Fabergé : la chasse aux œufs inestimables

Quelques-unes des créations ovoïdes signées Fabergé © RTBF
Stéphanie Breuer Journaliste

«Le Temps d’une histoire» consacre le numéro de ce vendredi soir au joaillier Carl Fabergé et ses non moins célèbres créations. À voir sur La Une, à 22h35.

Symbole de luxe et de raffinement, son nom est pour toujours associé aux fameux œufs de Pâques imaginés pour la famille impériale russe. Car c’est bien loin de la France natale de ses ancêtres que Carl Fabergé, dont le destin est intimement lié à celui des Romanov, a donné ses lettres de noblesse à son patronyme. Vendredi soir sur La Une, Patrick Weber dresse le portrait de cet artiste qui a brisé les codes de la joaillerie traditionnelle.

Huguenote, la famille Fabergé est forcée de quitter la France en 1685, après la révocation de l’édit de Nantes par Louis XIV. Elle rejoint les bords de la Baltique, où elle obtient la nationalité russe. Jeune orfèvre ambitieux, Gustave Fabergé s’installe à Saint-Pétersbourg. Bâtie sur le delta de la Néva, la ville impériale est alors un carrefour artistique et culturel qui attire des artisans de toute l’Europe.

C’est là, à quelques pas du palais d’Hiver des Romanov, que naît, le 30 mai 1846, son fils, le jeune Carl Fabergé (Peter Karl dans sa version russe). À 15 ans, ce dernier part pour un voyage initiatique à travers l’Europe et se forme dans les plus grands musées et bijouteries de l’époque. 

Entreprise familiale

Dix ans plus tard, Carl Fabergé prend les rênes de l’entreprise que son père, retraité, lui a laissée. Son travail est rapidement remarqué par le tsar Alexandre III. «Ce géant barbu, capable de plier un rouble entre ses doigts, est aussi un mécène, amoureux des arts et client de la maison Fabergé, qu’il fait entrer dans le cercle réduit des bijoutiers d’envergure internationale», écrit Caroline Charron dans «Fabergé, l’orfèvre des tsars» (Historia).

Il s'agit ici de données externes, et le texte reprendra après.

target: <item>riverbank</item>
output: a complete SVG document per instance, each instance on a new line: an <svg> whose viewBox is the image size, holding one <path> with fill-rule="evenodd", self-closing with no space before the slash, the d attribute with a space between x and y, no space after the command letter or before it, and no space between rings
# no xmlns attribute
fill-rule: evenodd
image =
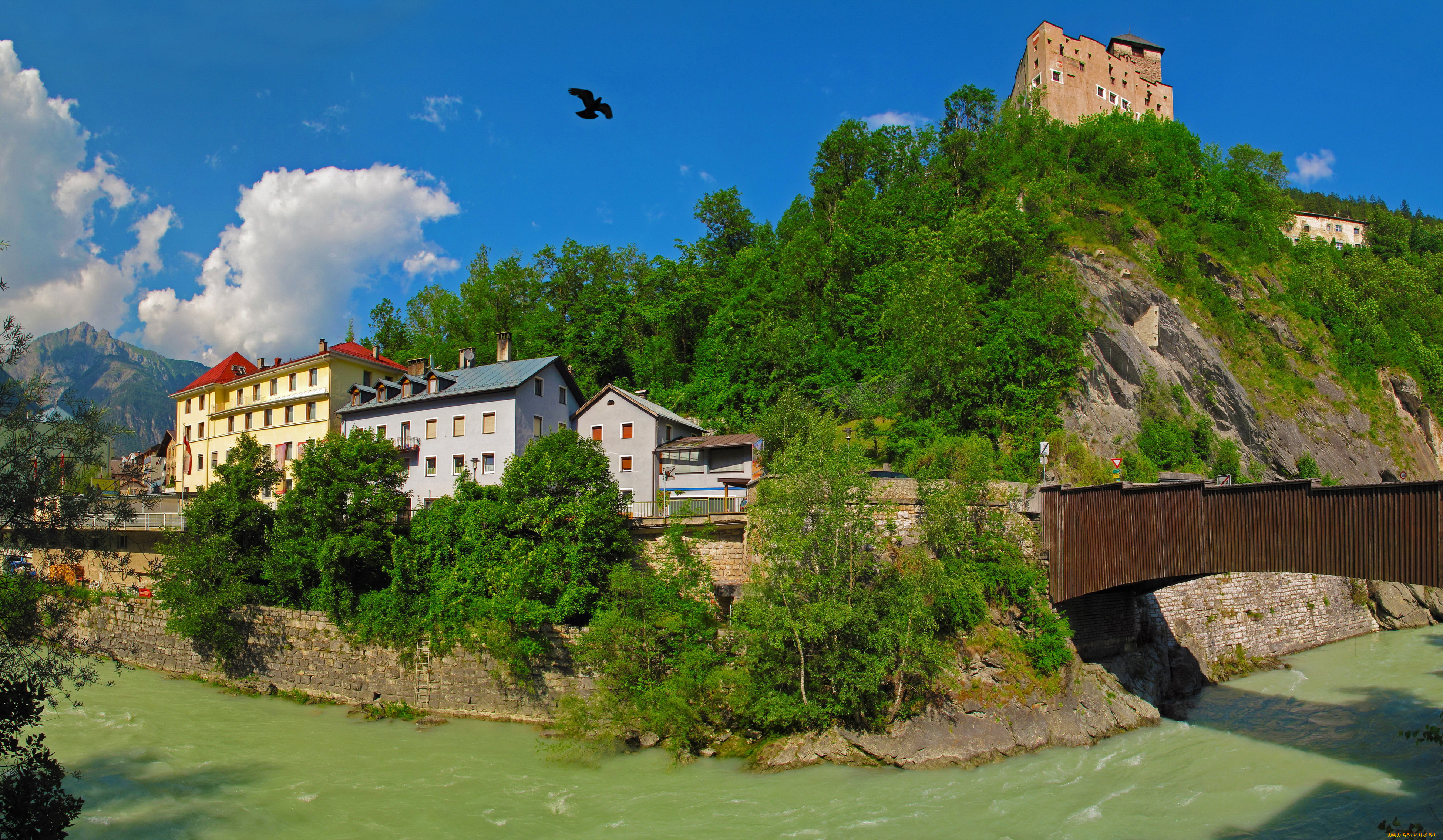
<svg viewBox="0 0 1443 840"><path fill-rule="evenodd" d="M82 774L72 840L1368 837L1395 816L1439 830L1440 754L1395 732L1437 720L1440 645L1440 627L1368 634L1205 689L1189 722L925 774L657 749L579 765L527 726L365 722L144 670L45 730Z"/></svg>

Mais Carl bénéficie aussi d’un autre «atout déterminant» en la personne de son jeune frère Agathon. Les qualités des deux hommes se complètent : l’aîné est un entrepreneur visionnaire et le cadet un talentueux dessinateur. Ensemble, ils vont bouleverser le marché de la joaillerie.

Tradition pascale

Carl souffle au Tsar l’idée d’un présent pour son épouse Maria Feodorovna, afin de renouer avec la tradition de s’échanger des œufs précieux pour Pâques, fête la plus importante du calendrier orthodoxe. En 1885, après un an de travail, il présente son «œuf à la poule» : un œuf en or, recouvert d’une couche d’émail blanc mat, renfermant plusieurs surprises, dont une poule aux yeux incrustés de rubis. L’impératrice est si heureuse de son cadeau que le tsar informe Fabergé qu’il devra, chaque année, en fournir un différent.

Au total, plus de cinquante œufs impériaux, toujours plus travaillés et complexes, sortiront des ateliers. Car, après la mort d’Alexandre III en 1894, son fils, le tsar Nicolas II, perpétue et amplifie la tradition, en offrant des œufs à son épouse et à sa mère. Devenu le joaillier des tsars, «Carl participe, à travers ses créations, aux voyages, commémorations, fêtes officielles ou personnelles des Romanov», poursuit Caroline Charron. «Son travail conquiert le monde entier. Au tournant du siècle, la maison Fabergé est prisée des têtes couronnées d’Europe ou d’Inde ; aussi bien l’empereur de Chine que les milliardaires américains font des razzias dans la boutique pétersbourgeoise.»

Mais le vent finit par tourner et, en 1917, la Révolution éclate. Les Romanov sont exécutés et la maison Fabergé est fermée par les bolcheviks. Déguisé en cocher, Carl fuit en Suisse, où il s’éteint en 1920, avant d’être inhumé dans la France que ses ancêtres avaient quittée plus de deux siècles auparavant.